63. The Provider states at [54.3] that “Students who apply for a place in a Course/programme remain liable for fees unless they withdraw in writing prior to the 10% Date.”
64. The jurisdiction of the International Student Contract Dispute Scheme is limited to financial or contractual matters as determined by the Education Act 1989.
65. In this regard the writer’s findings are as follows:
65.1 Following the enrolment onto the Diploma programme there was some concern by the Provider relating to the non-attendance by the Student at his chosen classes. After having reviewed the available submissions and taken into consideration both the Student and Provider information, the writer finds that the Provider have submitted sufficient information to support their account.
65.2 The Student enrolled on more than one programme of study with the Provider which caused some confusion resulting in a situation where the Student’s selected courses were ‘dropped’ and this was not remedied for almost 3 weeks by the Provider.
65.3 In ‘good faith’ the Provider agreed to transfer the tuition fees for the Student from semester 1 2017 to semester 2 2017 and clearly stated to the Student that the option of a cash refund was not available as referenced at .65.4 While the Student has applied for a refund on several occasions, as stated in the submissions ‘The Provider’s Admission, Enrolment and Fees policy referred to at [54.3] outlines the criteria for Refunds for International Students (2.8.2) “Students who apply for a place in a Course/programme remain liable for fees unless they withdraw in writing prior to the 10% Date”.
65.5 After reviewing the submissions, the writer could not find sufficient support for a tuition fee refund as requested by the Student.
66. The proposed decision of the International Student Contract Dispute Scheme was that the Student’s complaint be dismissed.

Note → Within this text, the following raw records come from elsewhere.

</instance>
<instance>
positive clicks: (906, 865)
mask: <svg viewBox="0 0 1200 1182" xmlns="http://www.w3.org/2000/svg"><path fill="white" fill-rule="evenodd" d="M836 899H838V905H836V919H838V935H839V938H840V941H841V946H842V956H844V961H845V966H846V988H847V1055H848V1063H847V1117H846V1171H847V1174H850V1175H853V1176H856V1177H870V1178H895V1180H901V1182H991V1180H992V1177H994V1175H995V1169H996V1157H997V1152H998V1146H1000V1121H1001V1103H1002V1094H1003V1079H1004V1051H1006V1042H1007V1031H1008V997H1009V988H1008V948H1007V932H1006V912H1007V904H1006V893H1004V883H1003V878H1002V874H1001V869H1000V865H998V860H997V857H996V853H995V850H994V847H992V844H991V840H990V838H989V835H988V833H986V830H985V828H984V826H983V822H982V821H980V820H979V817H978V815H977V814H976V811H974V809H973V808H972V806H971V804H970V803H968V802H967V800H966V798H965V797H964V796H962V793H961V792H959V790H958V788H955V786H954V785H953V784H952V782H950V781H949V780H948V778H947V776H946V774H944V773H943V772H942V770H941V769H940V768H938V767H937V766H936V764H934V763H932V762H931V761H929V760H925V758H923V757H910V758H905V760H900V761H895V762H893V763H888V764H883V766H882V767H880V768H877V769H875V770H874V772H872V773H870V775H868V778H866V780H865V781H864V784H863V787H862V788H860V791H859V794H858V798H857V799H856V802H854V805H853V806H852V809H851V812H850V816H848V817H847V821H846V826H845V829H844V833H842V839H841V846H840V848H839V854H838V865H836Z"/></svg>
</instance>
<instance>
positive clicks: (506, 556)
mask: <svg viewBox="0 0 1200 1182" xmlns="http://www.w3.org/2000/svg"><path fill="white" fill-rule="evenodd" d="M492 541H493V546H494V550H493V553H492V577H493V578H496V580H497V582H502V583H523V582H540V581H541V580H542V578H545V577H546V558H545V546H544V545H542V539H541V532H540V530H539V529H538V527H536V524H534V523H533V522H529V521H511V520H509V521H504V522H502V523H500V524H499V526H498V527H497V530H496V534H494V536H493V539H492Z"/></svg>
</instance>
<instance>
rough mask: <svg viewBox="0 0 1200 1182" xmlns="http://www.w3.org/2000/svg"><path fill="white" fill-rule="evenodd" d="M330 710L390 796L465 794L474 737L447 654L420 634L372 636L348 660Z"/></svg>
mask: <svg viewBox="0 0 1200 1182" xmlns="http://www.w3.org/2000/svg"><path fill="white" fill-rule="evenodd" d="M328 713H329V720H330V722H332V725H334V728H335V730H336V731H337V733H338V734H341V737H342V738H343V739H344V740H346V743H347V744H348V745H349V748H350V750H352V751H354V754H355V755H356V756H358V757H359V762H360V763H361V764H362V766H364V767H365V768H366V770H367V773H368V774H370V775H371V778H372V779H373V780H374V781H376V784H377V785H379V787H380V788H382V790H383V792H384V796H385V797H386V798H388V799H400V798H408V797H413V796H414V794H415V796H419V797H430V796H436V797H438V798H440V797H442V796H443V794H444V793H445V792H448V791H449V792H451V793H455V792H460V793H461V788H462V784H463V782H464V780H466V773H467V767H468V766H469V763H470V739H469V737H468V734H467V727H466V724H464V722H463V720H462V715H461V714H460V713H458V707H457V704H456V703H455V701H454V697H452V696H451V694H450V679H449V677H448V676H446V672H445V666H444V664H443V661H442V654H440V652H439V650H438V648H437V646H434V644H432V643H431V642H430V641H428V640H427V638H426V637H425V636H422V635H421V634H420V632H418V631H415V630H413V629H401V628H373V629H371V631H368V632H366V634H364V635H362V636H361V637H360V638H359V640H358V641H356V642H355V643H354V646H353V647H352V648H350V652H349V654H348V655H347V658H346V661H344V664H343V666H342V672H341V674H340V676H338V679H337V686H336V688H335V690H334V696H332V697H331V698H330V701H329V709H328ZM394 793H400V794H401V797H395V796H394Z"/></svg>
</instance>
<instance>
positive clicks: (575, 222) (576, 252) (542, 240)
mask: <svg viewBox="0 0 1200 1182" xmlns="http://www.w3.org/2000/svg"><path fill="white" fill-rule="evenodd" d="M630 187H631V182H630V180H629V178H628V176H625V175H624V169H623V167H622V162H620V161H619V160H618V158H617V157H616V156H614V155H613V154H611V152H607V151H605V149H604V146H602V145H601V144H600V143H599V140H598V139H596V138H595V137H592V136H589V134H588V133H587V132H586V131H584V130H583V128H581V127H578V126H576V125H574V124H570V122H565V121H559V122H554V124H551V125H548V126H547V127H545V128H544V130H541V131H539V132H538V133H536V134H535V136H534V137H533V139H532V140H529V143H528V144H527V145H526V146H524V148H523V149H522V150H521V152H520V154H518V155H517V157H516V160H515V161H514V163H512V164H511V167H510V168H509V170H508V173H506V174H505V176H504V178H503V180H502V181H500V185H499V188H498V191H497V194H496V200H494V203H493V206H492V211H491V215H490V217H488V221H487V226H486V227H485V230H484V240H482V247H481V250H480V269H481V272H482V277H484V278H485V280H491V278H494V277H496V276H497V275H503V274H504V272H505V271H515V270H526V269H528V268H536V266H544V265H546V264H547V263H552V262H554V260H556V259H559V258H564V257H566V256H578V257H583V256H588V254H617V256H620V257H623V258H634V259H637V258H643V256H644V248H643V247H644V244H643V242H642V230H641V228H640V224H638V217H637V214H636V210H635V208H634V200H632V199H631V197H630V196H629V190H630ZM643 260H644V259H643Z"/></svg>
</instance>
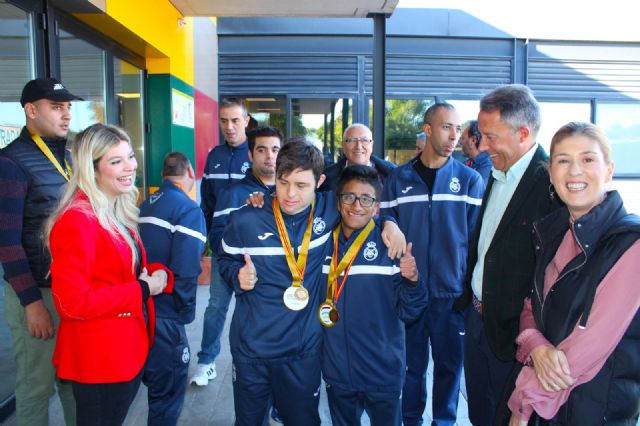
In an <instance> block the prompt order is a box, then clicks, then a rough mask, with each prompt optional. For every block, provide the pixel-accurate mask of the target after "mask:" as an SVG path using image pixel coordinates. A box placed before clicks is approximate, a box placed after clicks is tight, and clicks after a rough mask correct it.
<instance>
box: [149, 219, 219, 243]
mask: <svg viewBox="0 0 640 426" xmlns="http://www.w3.org/2000/svg"><path fill="white" fill-rule="evenodd" d="M138 222H139V223H148V224H151V225H156V226H159V227H161V228H165V229H168V230H169V231H171V233H175V232H181V233H183V234H185V235H189V236H191V237H194V238H197V239H199V240H201V241H202V242H203V243H205V242H207V237H205V236H204V235H203V234H202V233H201V232H198V231H194V230H193V229H189V228H187V227H185V226H182V225H177V226H174V225H172V224H170V223H169V222H167V221H166V220H162V219H159V218H157V217H153V216H144V217H141V218H140V220H139V221H138Z"/></svg>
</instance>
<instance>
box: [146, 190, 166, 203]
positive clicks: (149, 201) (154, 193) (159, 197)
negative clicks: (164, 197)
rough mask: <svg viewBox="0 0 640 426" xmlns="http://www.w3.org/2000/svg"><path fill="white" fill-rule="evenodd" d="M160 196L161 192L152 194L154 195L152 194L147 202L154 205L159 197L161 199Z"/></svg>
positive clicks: (154, 192)
mask: <svg viewBox="0 0 640 426" xmlns="http://www.w3.org/2000/svg"><path fill="white" fill-rule="evenodd" d="M162 194H163V193H162V192H160V191H157V192H154V193H153V194H151V196H150V197H149V202H150V203H151V204H153V203H155V202H156V201H158V200H159V199H160V197H162Z"/></svg>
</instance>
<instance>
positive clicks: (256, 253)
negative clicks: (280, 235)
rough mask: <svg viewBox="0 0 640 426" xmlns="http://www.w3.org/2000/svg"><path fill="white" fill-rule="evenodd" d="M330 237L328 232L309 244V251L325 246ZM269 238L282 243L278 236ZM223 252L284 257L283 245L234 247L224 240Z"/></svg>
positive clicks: (300, 247)
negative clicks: (249, 246)
mask: <svg viewBox="0 0 640 426" xmlns="http://www.w3.org/2000/svg"><path fill="white" fill-rule="evenodd" d="M330 236H331V232H328V233H326V234H324V235H323V236H321V237H320V238H316V239H315V240H313V241H311V242H310V243H309V250H311V249H314V248H316V247H321V246H323V245H324V244H325V243H326V242H327V240H328V239H329V237H330ZM268 238H273V239H274V242H275V241H278V243H279V242H280V237H279V236H278V235H277V234H276V235H272V236H270V237H268ZM300 249H301V247H300V246H298V252H300ZM222 250H224V252H225V253H228V254H236V255H237V254H245V253H249V254H250V255H251V256H284V248H282V246H281V245H278V246H276V247H232V246H230V245H228V244H227V243H226V242H225V241H224V238H223V239H222Z"/></svg>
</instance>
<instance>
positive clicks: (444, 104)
mask: <svg viewBox="0 0 640 426" xmlns="http://www.w3.org/2000/svg"><path fill="white" fill-rule="evenodd" d="M440 108H446V109H448V110H451V111H455V110H456V107H454V106H453V105H451V104H450V103H447V102H436V103H435V104H433V105H431V106H430V107H429V108H428V109H427V111H425V113H424V119H423V120H422V122H423V124H432V123H431V122H432V121H433V116H434V115H435V114H436V111H438V110H439V109H440Z"/></svg>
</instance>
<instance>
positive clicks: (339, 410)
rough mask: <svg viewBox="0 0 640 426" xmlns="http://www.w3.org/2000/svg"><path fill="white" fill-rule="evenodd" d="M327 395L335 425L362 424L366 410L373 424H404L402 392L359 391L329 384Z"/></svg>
mask: <svg viewBox="0 0 640 426" xmlns="http://www.w3.org/2000/svg"><path fill="white" fill-rule="evenodd" d="M327 397H328V399H329V410H330V412H331V422H332V423H333V426H353V425H359V424H360V418H361V417H362V412H363V411H366V412H367V415H368V416H369V419H370V420H371V426H400V425H401V424H402V416H401V412H402V400H401V399H400V397H401V392H400V391H398V392H358V391H349V390H344V389H340V388H338V387H336V386H331V385H329V384H327Z"/></svg>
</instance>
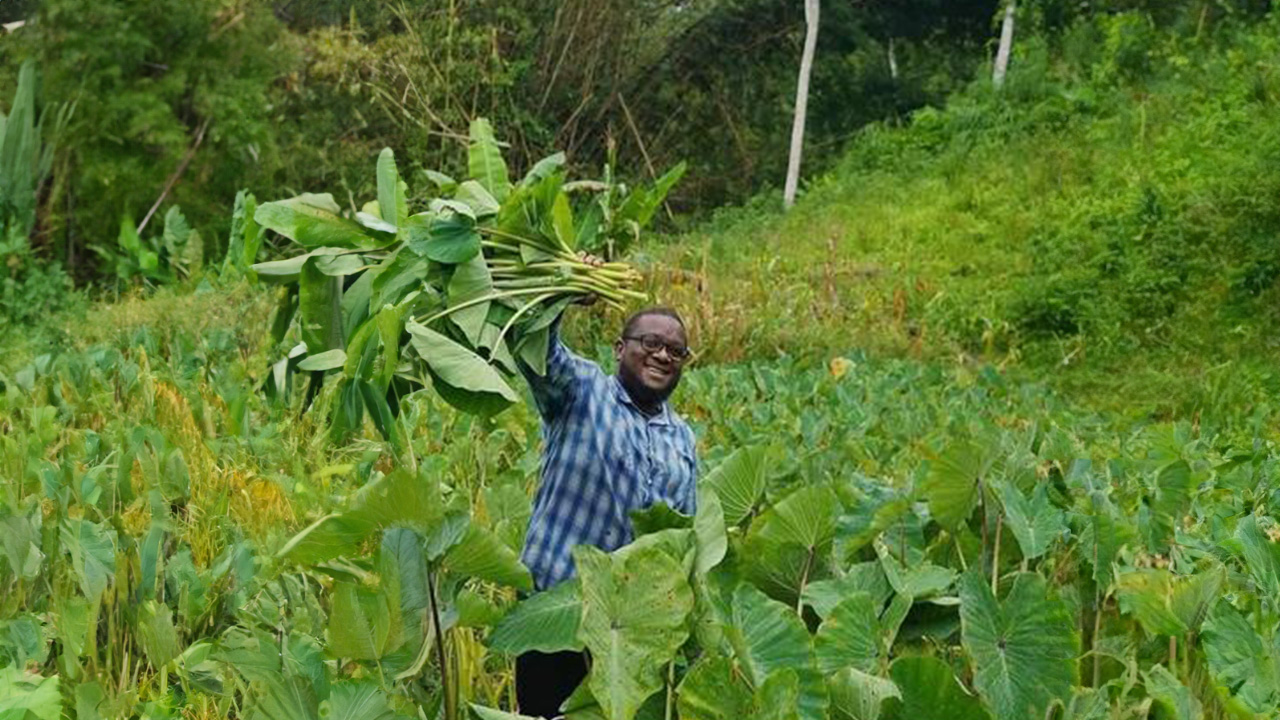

67. Both parties had a final opportunity to provide further submissions before a final decision from the International Student Contract Dispute Scheme was issued.
68. The parties were invited to provide any final comments on the proposed decision issued 26 November 2019.
69. No further comments have been received from the Student.
70. No further comments have been received from the Provider.
71. The proposed decision of the International Student Contract Dispute Resolution Scheme is confirmed, and the Student’s complaint is dismissed.